I also find odd that you and people like you, Corey, always retort with comments that suggest you hate black people. If you respect black people so much, why do you always bring them up as rhetorical strawmen in your arguments as objects of contempt? Why do you trivialize their history? And why do you suggest that interracial marriage is repugnant or nasty in the way that most people view sodomy? There are plenty of interracial couples that view sodomy as morally repugnant, as a behavior. Much of the dislike of gays comes not from the denial of their common humanity -- as was done with blacks, who were considered property -- but from the fact that gay men put their pee-pees in the assholes of other men and then they suck each other off. I don't see how that act is worthy of constitutional protection. By contrast, I do see why blacks should be considered citizens instead of equivalent to rocks on my land. Please explain again how treating black people like human beings is as wortwhile as awarding gay people the Bronze Star for putting hamsters in each others' butts.

Corey

"Did you actually compare slavery to three assaults? Corey, that's like comparing the Holocaust to stealing a cookie from the cookie jar."

You know full well that I didn't just compare slavery to three assaults.
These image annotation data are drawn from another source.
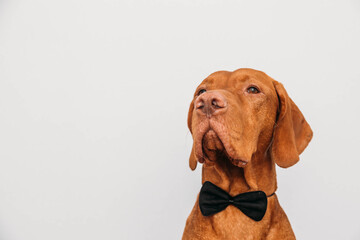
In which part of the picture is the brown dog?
[183,69,312,240]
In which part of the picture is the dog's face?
[188,69,312,169]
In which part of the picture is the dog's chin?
[201,129,248,167]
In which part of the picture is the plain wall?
[0,0,360,240]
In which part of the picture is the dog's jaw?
[194,119,250,167]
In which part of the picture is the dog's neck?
[202,152,277,196]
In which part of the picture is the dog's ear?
[270,80,313,168]
[187,100,197,171]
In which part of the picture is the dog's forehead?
[201,68,273,88]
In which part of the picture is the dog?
[182,68,313,240]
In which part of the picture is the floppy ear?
[188,101,197,171]
[270,80,313,168]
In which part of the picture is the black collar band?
[199,181,275,221]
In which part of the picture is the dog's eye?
[246,86,260,94]
[198,89,206,96]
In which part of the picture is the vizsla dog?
[183,69,312,240]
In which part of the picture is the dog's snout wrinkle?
[195,92,227,118]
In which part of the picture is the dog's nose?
[194,92,227,117]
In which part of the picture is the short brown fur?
[183,69,312,240]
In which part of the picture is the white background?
[0,0,360,240]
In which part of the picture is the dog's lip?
[195,123,249,167]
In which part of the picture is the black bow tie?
[199,181,273,221]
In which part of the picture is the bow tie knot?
[199,181,267,221]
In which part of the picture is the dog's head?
[188,69,312,170]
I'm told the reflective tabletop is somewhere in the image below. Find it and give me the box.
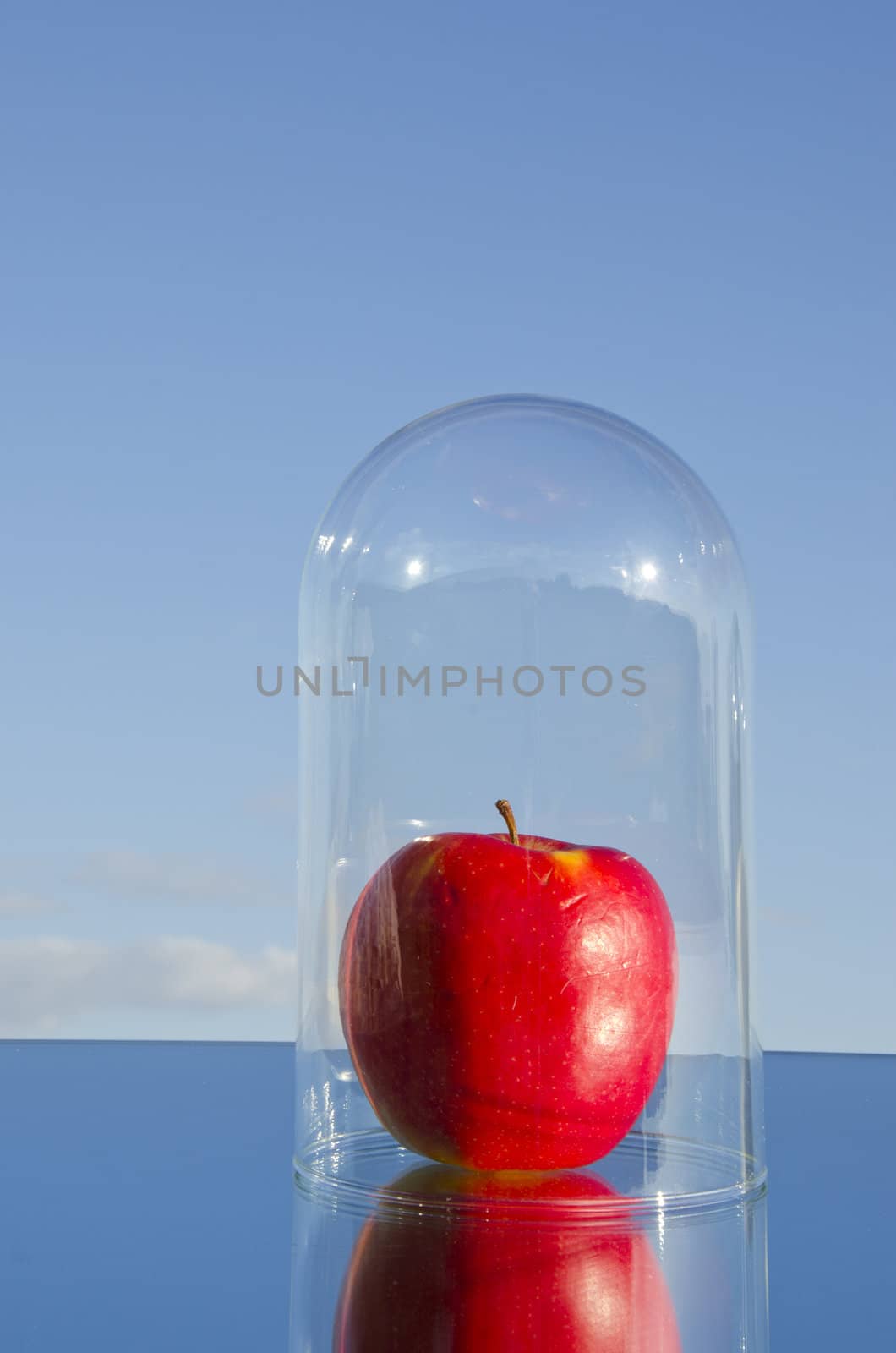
[0,1042,896,1353]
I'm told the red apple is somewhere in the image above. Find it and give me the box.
[333,1165,680,1353]
[340,800,677,1170]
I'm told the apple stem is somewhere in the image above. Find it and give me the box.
[494,798,520,846]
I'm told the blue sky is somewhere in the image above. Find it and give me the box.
[0,0,896,1051]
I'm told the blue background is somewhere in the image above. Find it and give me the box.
[0,0,896,1051]
[0,1042,896,1353]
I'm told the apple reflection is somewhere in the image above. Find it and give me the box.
[333,1165,680,1353]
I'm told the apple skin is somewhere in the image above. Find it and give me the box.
[340,832,677,1170]
[333,1165,680,1353]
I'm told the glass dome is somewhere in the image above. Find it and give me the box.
[293,395,765,1211]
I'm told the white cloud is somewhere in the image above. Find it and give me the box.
[72,851,292,905]
[0,935,295,1038]
[0,889,63,916]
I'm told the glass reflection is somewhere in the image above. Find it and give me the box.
[290,1165,768,1353]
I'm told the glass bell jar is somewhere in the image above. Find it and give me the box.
[291,395,765,1213]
Someone posted, "stop whining over minor inconveniences you gays" to which I cited three of the many examples of the extreme recent consequences of being gay in America. I also have separately pointed out the similarities in arguments against civil rights for both gays and african-americans.

What's the matter, aren't there enough good people to go around? If I come across a gay man being beaten to death, should I say, "well, I would love to help him, but I am late for an appointment at the Southern Poverty Law Center".
I think it is downright ugly when two worthy causes start competing over who was most victimized.

We're talking about gay rights today, and I'm trying to help by pointing out that discrimination is the same evil no matter who it falls on. A hate crime is a hate crime. What still needs to be done with regard to slavery or the holocaust is an issue for another day.

Jack Talbot

"It seems the burden should be on gay activists to explain why other people should change how they feel about an important societal institution just to realize the gay agenda."

"No, when you are talking about discriminatory laws, or exceptions to legal protections based on status, the group that wants to discriminate has to prove the need for it."

Not really. Since gays get rational-basis, the burden is on gays. You are a warped barrel brimming with falsehoods.